Nonostante le rassicurazioni e l’allentamento della presa in determinati casi, il settore del gioco terrestre non riesce a trovare un ampio respiro dall’inizio del periodo pandemico, nonostante gli operatori abbiano provveduto ad adottare qualsiasi misura di sicurezza, e nonostante i contributi forniti alle aziende dal Decreto Ristori.

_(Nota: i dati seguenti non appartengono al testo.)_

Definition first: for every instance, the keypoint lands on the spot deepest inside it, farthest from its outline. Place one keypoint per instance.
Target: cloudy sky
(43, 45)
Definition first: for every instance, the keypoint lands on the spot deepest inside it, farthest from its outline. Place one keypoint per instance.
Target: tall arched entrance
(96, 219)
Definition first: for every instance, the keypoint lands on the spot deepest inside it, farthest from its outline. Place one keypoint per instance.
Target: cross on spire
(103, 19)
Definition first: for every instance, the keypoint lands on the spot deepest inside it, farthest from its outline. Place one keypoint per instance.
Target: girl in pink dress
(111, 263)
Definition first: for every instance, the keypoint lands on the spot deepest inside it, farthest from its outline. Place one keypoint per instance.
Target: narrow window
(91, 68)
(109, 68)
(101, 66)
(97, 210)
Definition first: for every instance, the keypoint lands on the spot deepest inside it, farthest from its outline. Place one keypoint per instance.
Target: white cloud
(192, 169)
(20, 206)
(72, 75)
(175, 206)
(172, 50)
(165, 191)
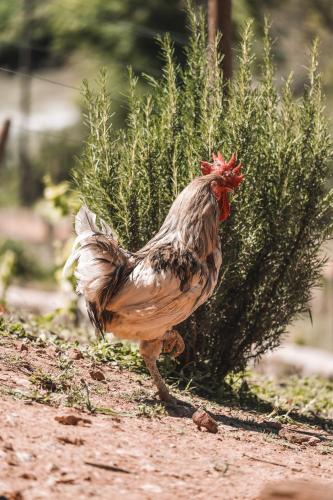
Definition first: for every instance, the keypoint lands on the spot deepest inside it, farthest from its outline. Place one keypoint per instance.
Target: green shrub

A nulla è valso anche il tentativo di ricorso operato da alcune aziende del comparto di impugnare il precedente Dpcm del 3 novembre davanti al Tar del Lazio il quale ha respinto la domanda di sospensiva legittimando la scelta del governo, motivata dal “principio di precauzione”, in virtù del quale diventa lecito interrompere delle attività. I giudici, dunque, hanno dato ragione al governo, sempre per via della “ragionevolezza” riscontrata nella decisione di comprimere delle attività economiche in virtù della tutela della salute.
Ma, fortunatamente, non è detta l’ultima parola: il Tar ha comunque fissato alcuni “paletti” che potrebbero rivelarsi potenzialmente favorevoli in difesa delle tesi portate avanti dall'industria. Gli argomenti potrebbero rivelarsi vincenti per la prossima impugnativa promossa dagli operatori del gioco.